On Feb. 24, the Yavapai-Apache Nation will mark the 126th anniversary of the forced removal of the Yavapai and Tonto Apache people from their extensive treaty land in the Verde Valley.
The 1875 Removal – 1900 Return Commemoration is a holiday of remembrance for the time in 1875 when tribal members were removed by military force from the Verde Valley and their subsequent return to their homeland around 1900.
Tribal offices will be closed Feb. 23 in recognition of this historic event.
The commemoration, formerly known as Exodus, will take place at the Cliff Castle Casino.
Vendor booths of food, arts, crafts and a traditional dress competition for the youth will begin at 10 a.m.
At 11:30 a.m., people of the Yavapai-Apache Nation will commemorate their 1875 forced exodus to San Carlos with a march that will begin at the Casino special events grounds and encircle the casino and end back at the casino special events grounds with a closing ceremony.
Following the march, Indian singers and dancers from around Arizona will exhibit traditional song and dance. Speakers will also share stories and insight on the past, present and future of the Yavapai-Apache Nation.

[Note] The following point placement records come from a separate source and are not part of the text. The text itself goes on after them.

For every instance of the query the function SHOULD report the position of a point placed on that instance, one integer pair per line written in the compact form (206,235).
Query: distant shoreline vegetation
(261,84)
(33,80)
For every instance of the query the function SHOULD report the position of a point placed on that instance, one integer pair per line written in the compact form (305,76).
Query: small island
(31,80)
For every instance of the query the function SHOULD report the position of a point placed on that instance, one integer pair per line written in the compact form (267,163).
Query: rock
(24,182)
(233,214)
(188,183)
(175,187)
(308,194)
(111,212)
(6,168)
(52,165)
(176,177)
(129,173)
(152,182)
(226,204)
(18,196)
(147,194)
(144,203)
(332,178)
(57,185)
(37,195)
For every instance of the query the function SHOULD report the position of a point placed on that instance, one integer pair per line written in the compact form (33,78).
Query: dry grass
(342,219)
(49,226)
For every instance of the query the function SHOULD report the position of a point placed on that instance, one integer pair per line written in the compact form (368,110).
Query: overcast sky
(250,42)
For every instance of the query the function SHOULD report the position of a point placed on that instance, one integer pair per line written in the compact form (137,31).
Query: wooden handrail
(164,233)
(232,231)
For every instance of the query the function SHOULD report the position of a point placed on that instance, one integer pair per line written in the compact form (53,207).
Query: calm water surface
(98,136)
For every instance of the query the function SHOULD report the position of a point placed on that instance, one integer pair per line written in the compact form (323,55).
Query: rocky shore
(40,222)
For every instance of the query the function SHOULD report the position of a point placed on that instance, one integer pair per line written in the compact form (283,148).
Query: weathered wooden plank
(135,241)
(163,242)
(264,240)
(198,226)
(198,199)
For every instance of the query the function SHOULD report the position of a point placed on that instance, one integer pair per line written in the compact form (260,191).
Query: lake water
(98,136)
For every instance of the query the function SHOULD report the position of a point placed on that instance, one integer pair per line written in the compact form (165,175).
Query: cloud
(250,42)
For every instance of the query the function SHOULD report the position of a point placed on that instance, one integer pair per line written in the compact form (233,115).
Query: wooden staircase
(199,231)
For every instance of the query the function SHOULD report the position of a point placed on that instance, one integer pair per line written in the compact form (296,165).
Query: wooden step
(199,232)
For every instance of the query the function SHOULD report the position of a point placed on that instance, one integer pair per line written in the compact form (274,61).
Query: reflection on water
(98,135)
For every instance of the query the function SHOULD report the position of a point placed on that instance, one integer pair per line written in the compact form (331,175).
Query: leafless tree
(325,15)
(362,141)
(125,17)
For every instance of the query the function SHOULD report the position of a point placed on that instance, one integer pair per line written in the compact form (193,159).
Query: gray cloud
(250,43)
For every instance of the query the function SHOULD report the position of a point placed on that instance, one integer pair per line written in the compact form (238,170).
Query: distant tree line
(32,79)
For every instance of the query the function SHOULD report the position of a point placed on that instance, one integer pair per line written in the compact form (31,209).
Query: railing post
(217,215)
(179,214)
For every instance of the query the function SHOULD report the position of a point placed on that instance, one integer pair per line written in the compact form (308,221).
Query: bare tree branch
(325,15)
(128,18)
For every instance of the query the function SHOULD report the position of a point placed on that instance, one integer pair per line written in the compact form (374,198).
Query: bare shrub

A traditional social dance will be held at 7 p.m. that evening across the Cliff Castle Conference Center and Lodge
The 1875 Removal – 1900 Return
On Feb. 25, 1875, the Yavapai and Apache people began a 180-mile winter march to San Carlos where they were held in a concentration camp as political prisoners for 25 years.
Around 1900, the U.S. Army allowed passes to the people to leave the reservation without the threat of death. The incarcerated people quickly began the return to their homelands only to find that they were homeless. New settlers had laid claim to the land and defended their properties with threats of death.
Groups of Yavapais and Apaches were chased off homesteads that their ancestors had lived on for centuries. Since both tribes and their families had to survive, they began to congregate in areas of job availability. Concentrations of Yavapais and Apaches were prominent in Clarkdale, Cottonwood, Jerome, Beaver Creek and Camp Verde.
Today, members of the Yavapai-Apache Nation are descendents of the incarcerated Yavapai and Tonto Apache peoples. Their future is bright as they develop economic bases through Cliff Castle Casino, Native Visions Tourism, Yavapai-Apache Sand & Rock and other business endeavors.
Income from Indian Gaming has substantially increased their standard of living, care of their elders, educational opportunities, nurtured traditional customs and culture, increased the nation’s land base and fostered new economic development.